2014-05-29



There has recently been a spate of books examining the west’s historical fascination with east Asia through the lens of literature and the history of ideas. I have previously featured Chi-Ming Yang’s Performing China and Yu Liu’s Seeds of a Different Eden.



Pieter van Roestraten (1629–1700), Teapot, Ginger Jar and Slave Candlestick, c. 1695. ©Victoria and Albert Museum, London

A new book by Eugenia Zuroski Jenkins, entitled A Taste for China: English Subjectivity and the Prehistory of Orientalism, once again approaches the subject by way of literary history. But at the same time it also sheds new light on a question that has long puzzled me: why were China and Chinese things so highly regarded in seventeenth- and eighteenth- century Europe?

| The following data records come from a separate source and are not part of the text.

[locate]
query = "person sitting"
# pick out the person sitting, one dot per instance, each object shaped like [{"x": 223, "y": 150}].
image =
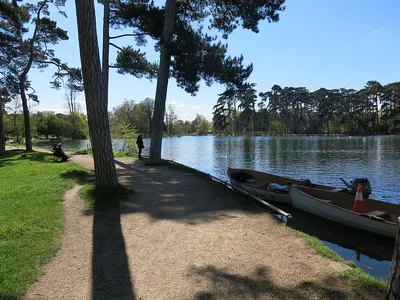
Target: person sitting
[
  {"x": 58, "y": 152},
  {"x": 139, "y": 143}
]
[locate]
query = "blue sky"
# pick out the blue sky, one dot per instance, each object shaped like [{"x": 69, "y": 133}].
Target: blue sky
[{"x": 316, "y": 43}]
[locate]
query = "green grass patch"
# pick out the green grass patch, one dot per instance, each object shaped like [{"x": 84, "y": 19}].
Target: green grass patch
[
  {"x": 321, "y": 249},
  {"x": 363, "y": 283},
  {"x": 319, "y": 290},
  {"x": 31, "y": 215},
  {"x": 102, "y": 198},
  {"x": 123, "y": 154},
  {"x": 82, "y": 151}
]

Chinese porcelain teapot, Zhangzhou ware, c. 1650-1670 with European silver-gilt mounts, c. 1660-1680, at Ham House (inv. no. 1139006). ©NTPL/Bill Batten

One of Zuroski Jenkins’s answers revolves around the theory of perception formulated by John Locke (1632-1704). According to Locke the mind is an empty receptacle which is gradually filled by external impressions and perceptions. In this view sophistication equals importation: the mind of a person of taste is like a collector’s cabinet, filled with wondrous things from across the globe.

This seems to explain why seventeenth- and early eighteenth-century Europeans seemed to be so keen on collecting objects from cultures they barely understood, and to create decorative schemes that combined eastern and western styles without any sense of incongruity.

Pieter van Roestraten (1629–1700), Still Life with Silver Wine Decanter, Tulip, Yixing Teapot and Globe, c. 1690. ©Victoria and Albert Museum, London

Zuroski Jenkins also argues that in the course of the eighteenth century there occurred a shift from this cosmopolitan idea of taste to a more polarised opposition between the self and the other, which increasingly defined China as something that stood in contrast to the British sense of identity.

These are just a few snippets from Zuroski Jenkins’s complex book, which I now want to reread to savour her analysis more fully. But it confirms my hunch that ‘China’ in 1700 and ‘China’ in 1800 were two radically different things.